Japan is looking to the Netherlands, which has successfully implemented a number of work sharing programs, for ways to deal with its record levels of unemployment.

Toshihisa Nagasaka, author of “Dutch Model” and a professor of international development at Takushoku University in Tokyo, said the Netherlands’ equal treatment of part- and full-time workers is one of the key elements behind its success in reducing unemployment.

“That measure has led to the spread of work sharing in the Netherlands,” said Nagasaka, who served as the head of JETRO’s Amsterdam office between 1993 and 1997.

“It has also freed people from pressures to work full time, enabling them to gain initiatives to choose their desired lifestyle. In other words, it has created a society that makes it easier for people to materialize their wishes in life.”

Emiko Takenaka, a professor emeritus at Osaka City University, said that to promote equal treatment it is necessary to change family-centered social security and wage systems to better suit individuals.

Takenaka, who also serves as executive director of the Osaka Gender Equality Foundation, said minimum wage levels need to be raised to enable people to live without having to depend on a spouse.
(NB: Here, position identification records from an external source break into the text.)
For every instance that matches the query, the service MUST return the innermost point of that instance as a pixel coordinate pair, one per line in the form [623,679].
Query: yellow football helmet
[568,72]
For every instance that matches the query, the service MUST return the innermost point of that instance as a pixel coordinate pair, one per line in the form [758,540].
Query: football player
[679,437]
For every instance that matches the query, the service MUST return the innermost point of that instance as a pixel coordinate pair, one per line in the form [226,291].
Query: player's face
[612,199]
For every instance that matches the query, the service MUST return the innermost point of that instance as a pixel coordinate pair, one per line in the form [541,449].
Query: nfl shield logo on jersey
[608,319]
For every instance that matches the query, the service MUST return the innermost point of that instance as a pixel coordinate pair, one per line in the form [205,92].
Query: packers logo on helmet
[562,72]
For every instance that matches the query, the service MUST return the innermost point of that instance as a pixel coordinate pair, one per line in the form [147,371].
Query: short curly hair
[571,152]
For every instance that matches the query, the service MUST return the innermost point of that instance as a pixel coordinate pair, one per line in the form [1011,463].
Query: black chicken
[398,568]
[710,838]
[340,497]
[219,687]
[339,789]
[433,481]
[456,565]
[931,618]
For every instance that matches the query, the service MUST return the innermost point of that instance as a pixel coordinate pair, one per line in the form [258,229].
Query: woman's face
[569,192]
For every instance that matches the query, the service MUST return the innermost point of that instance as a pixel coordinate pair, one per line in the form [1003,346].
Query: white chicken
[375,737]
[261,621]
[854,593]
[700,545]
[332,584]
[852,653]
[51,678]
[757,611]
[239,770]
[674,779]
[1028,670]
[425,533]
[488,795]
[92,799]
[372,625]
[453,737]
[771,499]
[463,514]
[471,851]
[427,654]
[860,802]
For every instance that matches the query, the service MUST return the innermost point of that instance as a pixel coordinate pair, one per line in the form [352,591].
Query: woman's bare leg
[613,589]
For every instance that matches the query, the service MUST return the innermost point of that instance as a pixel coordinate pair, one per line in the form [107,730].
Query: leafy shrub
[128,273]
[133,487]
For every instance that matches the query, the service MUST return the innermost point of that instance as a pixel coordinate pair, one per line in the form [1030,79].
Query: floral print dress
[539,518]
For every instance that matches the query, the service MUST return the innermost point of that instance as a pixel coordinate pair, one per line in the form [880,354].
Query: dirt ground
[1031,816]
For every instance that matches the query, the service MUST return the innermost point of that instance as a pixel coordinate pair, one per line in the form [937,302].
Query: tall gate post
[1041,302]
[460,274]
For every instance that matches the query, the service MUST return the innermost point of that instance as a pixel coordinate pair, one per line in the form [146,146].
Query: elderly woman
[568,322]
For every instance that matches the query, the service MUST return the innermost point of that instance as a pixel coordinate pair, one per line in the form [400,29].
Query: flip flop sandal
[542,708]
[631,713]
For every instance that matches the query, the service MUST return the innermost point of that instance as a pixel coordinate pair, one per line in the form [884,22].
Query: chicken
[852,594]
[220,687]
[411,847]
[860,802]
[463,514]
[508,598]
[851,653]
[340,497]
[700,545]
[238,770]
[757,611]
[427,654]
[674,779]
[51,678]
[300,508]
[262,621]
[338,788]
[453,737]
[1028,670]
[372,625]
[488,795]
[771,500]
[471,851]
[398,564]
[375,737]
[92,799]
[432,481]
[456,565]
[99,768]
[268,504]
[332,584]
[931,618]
Individuals should also be given more financial support in the areas of child-rearing and education, she added.

“Japanese businesses have a wage system that includes various benefits that should basically be covered by the government’s social security programs, such as family allowances,” she said, pointing out that such a wage system increases companies’ costs and can deter them from hiring extra staff.

“People may ask how to come up with the financial resources needed to provide such extended social security, but giving part-time workers the same treatment as their full-time colleagues would solve the problem,” she said, “since part-time workers (given the same working conditions) would pay taxes just like full-time workers.”

To deal with the unemployment situation in Japan, representatives of the government, employers and labor unions agreed in March on basic work sharing principles to protect employment and create new jobs.

In a bid to protect jobs, the government has also decided to subsidize companies that introduce work sharing programs.

The agreement, reached between Health, Labor and Welfare Minister Chikara Sakaguchi, Kiyoshi Sasamori, president of the Japanese Trade Union Confederation (Rengo), and Hiroshi Okuda, chairman of the Japan Federation of Employers’ Associations (Nikkeiren), points out that work sharing conducted under more flexible employment conditions would lead to a better balance between work, family and leisure.

It remains unclear, however, just how they will promote such flexible employment models, according to Takenaka.

“What’s happening in the workplace now is that management is trying to cut personnel costs by replacing the full-time workforce with part-time workers who are employed under terrible conditions,” Takenaka said. “The three parties need to present a vision of what kind of society we seek.”

Nagasaka believes work sharing should not merely be limited to solving the current unemployment problem. Rather, it should be used to change the entire employment system in a way that is aligned with the direction in which society is headed.

“The way Dutch people live — balancing work and their private lives — can be a model for future industrialized societies, which will see aging populations,” Nagasaka said. “In a graying society, we should have a system that makes it easier for various people, including the elderly and the disabled, to enter the labor market.”